As part of this sales pitch, we also produced a relentlessly upbeat video infomercial. Scripted by Stuart Mangrum, publisher and editor of Black Rock City’s newspaper, it featured performance artist Hal Robins as HELCO’s genial pitchman. This campaign and these performers had come to SOMARTS to purchase our participant’s souls. The farce, of course, was broad, yet it probed deep. It’s one thing to laugh at the thought that something so old fashioned-sounding as a soul might be acquired through an act of purchase. Many modern comedies have used this plot. However, it is quite another thing to be accosted by a person who earnestly offers to buy it.

Customers were offered contracts closely typed in nine-point font on legal-size sheets of paper. The font grew ever smaller as the text progressed. Entitled “Standard Short Form Contract For Purchase of Soul”, this legal handiwork appeared to cover every possible contingency. It was authored by an old friend of mine, Doug Holloway, an attorney. As a reward for parting with their souls, ‘sellers’ were allowed to ascend the steep stairs of a dark and sinister multi-tiered throne that projected a full three stories overhead. On a stage beneath its summit sat Satan, played by Flash. As part of our satiric scheme, Satan was understood to have lost his position in the midst of corporate reshuffling. No longer CEO of an underworld empire, he now served as a corporate spokesperson. He had become to Hell what Colonel Sanders is to chicken. Cheerfully bearing up in this role, Flash allowed each customer to sit on his lap. He invited them to whisper their most secret wishes and desires in his ear.

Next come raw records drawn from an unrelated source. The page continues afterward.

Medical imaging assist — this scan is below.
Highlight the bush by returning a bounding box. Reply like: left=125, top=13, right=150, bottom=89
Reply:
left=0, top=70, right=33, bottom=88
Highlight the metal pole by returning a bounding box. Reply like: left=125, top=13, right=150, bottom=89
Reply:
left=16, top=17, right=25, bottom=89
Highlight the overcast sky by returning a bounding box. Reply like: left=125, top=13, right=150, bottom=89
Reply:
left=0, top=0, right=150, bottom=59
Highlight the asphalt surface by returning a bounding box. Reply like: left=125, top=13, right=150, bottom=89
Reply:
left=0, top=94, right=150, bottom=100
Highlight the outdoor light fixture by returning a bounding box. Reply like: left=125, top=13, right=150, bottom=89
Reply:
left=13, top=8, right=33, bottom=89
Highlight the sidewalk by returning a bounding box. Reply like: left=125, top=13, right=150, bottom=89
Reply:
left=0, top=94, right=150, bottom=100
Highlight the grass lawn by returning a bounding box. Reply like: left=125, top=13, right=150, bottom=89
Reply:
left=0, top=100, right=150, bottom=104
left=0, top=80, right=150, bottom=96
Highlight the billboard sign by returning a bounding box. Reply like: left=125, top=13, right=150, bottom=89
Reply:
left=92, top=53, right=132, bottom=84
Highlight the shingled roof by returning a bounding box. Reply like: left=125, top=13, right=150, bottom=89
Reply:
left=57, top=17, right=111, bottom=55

about this photoAfter receiving a bright red lollipop, they descended a second set of stairs on the opposite side of the platform. Near the base of these stairs, we stationed the Soul Sucker, a Rube-Godbergesque sculpture by Al Honig. It was purportedly designed to physically suck each soul from its human body (in reality, its seat vibrated) and deposit this commodity in a second and quite beautiful sculpture by Paul Windsor. Entitled The Stupa of Limbo, it was said to function as a kind of spiritual settling tank. (It was a very elegant piece, composed of opened books, lacquered and laid out in tiers surrounding a glass water tank. Later that year, it appeared in the desert.) One important fact that customers were never told was that, according to the terms of HELCO’s contract, the lollipop was their sole payment for their souls. We also left it up to them to realize that this sugared treat was saturated with cinnamon that would burn their tongues.

In conceiving, scripting and helping to produce these shows, my intention was to provoke and seduce an erstwhile audience for art into interacting with what it beheld. I’d learned that humor is a master solvent in this process. And yet, actually selling one’s soul is potentially a very sober proposition -and in our world of mass consumption, it’s undoubtedly a very crucial one. Taking my turn as part of our sales force, I donned a red blazer. At one point in the evening, as a troupe of giant cockroaches scuttled by (eventually, they mated with an angel, and the angel laid an egg), I tried to persuade a blind man to sell me his soul – however, he declined my deal.

He and I were having fun. We both enjoyed our roles. But clearly a real principle was at stake. Looking around me, I saw other people who hesitated. They seemed to tremble at a brink. These were the thoughtful ones, of course, but many others signed the bottom line. Merrily, they tripped upstairs to meet the Evil One. Interactive performance should provoke such reactions. It should amuse and delight. It should entertain and engage. It should startle folks and make them laugh — but it should also strive to make them think and choose. Though this be farce and Dada, it should have a moral backbone.